Las autoridades de China aseguraron este jueves que Estados Unidos no puede justificar el bloqueo y las sanciones a Cuba con "acusaciones inventadas y difamaciones infundadas", en un momento en el que Washington está redoblando las denuncias contra instituciones cubanas, empresas como el conglomerado Grupo de Administración Empresarial (GAESA) y ha acusado formalmente por cuatro homicidios a Raúl Castro, histórico líder de la revolución y expresidente cubano.

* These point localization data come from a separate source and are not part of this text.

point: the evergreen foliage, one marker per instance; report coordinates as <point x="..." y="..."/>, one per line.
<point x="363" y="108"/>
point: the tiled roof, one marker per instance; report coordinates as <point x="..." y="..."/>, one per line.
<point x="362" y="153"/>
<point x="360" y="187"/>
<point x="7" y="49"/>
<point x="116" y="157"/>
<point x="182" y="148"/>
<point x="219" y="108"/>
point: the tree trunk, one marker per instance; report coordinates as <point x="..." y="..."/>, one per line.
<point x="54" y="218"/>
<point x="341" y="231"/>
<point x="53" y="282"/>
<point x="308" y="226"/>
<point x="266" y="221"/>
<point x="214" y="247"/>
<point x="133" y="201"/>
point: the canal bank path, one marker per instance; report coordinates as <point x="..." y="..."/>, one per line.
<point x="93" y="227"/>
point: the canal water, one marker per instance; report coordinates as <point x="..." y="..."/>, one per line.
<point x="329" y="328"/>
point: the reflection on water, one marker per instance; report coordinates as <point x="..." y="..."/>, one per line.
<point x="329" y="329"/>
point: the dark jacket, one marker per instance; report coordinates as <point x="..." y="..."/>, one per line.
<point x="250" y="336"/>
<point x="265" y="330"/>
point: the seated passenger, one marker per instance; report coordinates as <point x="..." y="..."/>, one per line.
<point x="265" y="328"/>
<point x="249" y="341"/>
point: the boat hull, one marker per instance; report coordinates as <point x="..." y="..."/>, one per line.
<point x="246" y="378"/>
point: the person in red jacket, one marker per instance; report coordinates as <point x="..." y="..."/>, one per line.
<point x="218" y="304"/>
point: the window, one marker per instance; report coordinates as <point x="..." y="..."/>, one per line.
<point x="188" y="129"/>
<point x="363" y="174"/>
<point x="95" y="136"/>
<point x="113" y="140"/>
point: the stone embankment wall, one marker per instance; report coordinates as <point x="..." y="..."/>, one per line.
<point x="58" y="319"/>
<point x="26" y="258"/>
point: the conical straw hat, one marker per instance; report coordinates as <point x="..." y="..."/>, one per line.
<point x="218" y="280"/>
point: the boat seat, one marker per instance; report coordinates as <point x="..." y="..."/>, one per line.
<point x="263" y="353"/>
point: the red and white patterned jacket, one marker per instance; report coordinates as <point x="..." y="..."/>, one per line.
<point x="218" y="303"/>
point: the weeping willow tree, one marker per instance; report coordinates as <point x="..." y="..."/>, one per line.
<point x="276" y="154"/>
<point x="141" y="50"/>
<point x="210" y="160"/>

"Estados Unidos no puede justificar el bloqueo y las sanciones ilegales contra Cuba con acusaciones inventadas y difamaciones infundadas. Esas sanciones unilaterales y ese embargo, que se remontan a décadas atrás, han causado estragos en la economía y la población de Cuba, y cuentan con una amplia oposición por parte de la comunidad internacional", indicó la portavoz del Ministerio de Exteriores de China, Mao Ning, en una rueda de prensa.

Rechazan la injerencia de Estados Unidos

En este sentido, Pekín  subrayó su apoyo "firme" a la isla, destacando su soberanía y seguridad nacional y el "rechazo a la injerencia externa".

"La parte estadounidense debería atender al llamamiento de la comunidad internacional y poner fin de inmediato a todo su bloqueo, sanciones, coacción y presiones contra Cuba", agregó.

La Habana trata de zafarse de la presión económica ejercida por Estados Unidos, que desde comienzos de año se ha agudizado con un bloqueo al suministro energético.

Las autoridades cubanas mantienen canales abiertos sobre una salida a la crisis mientras denuncian la "amenaza militar contra Cuba y el bloqueo energético y total del suministro de combustible", si bien Washington insiste en cambiar el sistema y el liderazgo de la isla y ha ofrecido una relación directa con el pueblo cubano, en una llamada a deshacerse de las autoridades comunistas que dirigen la isla desde 1959.

El bloqueo en Cuba

El embargo estadounidense a Cuba comenzó formalmente en 1960, tras la llegada de Fidel Castro al poder y la nacionalización de propiedades de ciudadanos y empresas de EE. UU. En 1962, el presidente John F. Kennedy lo endureció convirtiéndolo en un bloqueo casi total por razones de seguridad nacional en plena Guerra Fría.

Sus consecuencias han sido devastadoras para la isla, acumulando pérdidas millonarias y limitando el acceso a medicamentos, tecnología y combustible. Aunque Washington argumenta que busca presionar por una transición democrática, el bloqueo afecta gravemente la vida cotidiana de los cubanos, generando escasez y una profunda crisis económica.